Aquellas dos palabras bastaron para comunicar la noticia de su fallecimiento, y así fue cómo me di cuenta de que el sida no sólo se cargaba a los gays norteamericanos, sino que estaba empezando a matar a gente cercana.

Me vine abajo. Pensé en mis padres, en la vergüenza que tendrían que soportar si yo muriera de esa enfermedad, y sobre todo pensé en mis hermanas, en si serían capaces de hacer por mí lo que había hecho Silvia por su hermano.

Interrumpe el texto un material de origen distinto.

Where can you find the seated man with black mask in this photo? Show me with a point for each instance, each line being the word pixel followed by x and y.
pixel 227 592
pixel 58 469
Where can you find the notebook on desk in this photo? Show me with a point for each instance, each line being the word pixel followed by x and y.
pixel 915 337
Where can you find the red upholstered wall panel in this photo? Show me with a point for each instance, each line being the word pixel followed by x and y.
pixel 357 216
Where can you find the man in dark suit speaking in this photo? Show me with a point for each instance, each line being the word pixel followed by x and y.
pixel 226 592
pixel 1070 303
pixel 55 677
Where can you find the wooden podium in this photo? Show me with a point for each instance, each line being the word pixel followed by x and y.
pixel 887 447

Abandoné el piso de la calle Hortaleza porque Marisol y Antonio querían estar al lado de su amiga, y durante el trayecto a casa me pregunté dónde habían estado mis hermanas los últimos años, porque, por mucho que lo intentara, no lograba encontrarlas por ninguna parte.

6

HERMANAS

Cuando yo nací mi hermana Ana tenía diez años y Esther ocho. Supongo que mis primeros años los pasé en la habitación de mis padres, pero muy pronto me trasladaron a dormir con mi hermana Esther en una cama que no llegaría a medir un metro de ancho. Dormimos juntos en aquella cama hasta que yo cumplí ocho años, y nos separaron no porque mis padres consideraran que una adolescente debía tener su propio espacio, sino porque no veían con buenos ojos que un hombre tuviera que compartir sus dominios. La que salió perdiendo con el cambio fue mi hermana Ana, que se vio obligada a recibir a Esther en su diminuta habitación. La reformaron y compraron una cama-nido, la única manera de que el cuarto pudiera respirar un poco, y es que cuando Esther quería desplegar su cama, tanto ella como Ana tenían que entrar de lado porque los bordes pegaban con la puerta, y si Esther se acostaba temprano Ana tenía que pasar por encima de la cama desplegada hasta llegar a la suya, lo que originaba frecuentes quejas, puesto que la torpeza ha sido una peculiaridad inherente a mi hermana mayor desde siempre. Así, cuando Esther no sufría un pisotón recibía un manotazo, porque Ana era incapaz de llegar a su cama sin repartir golpes.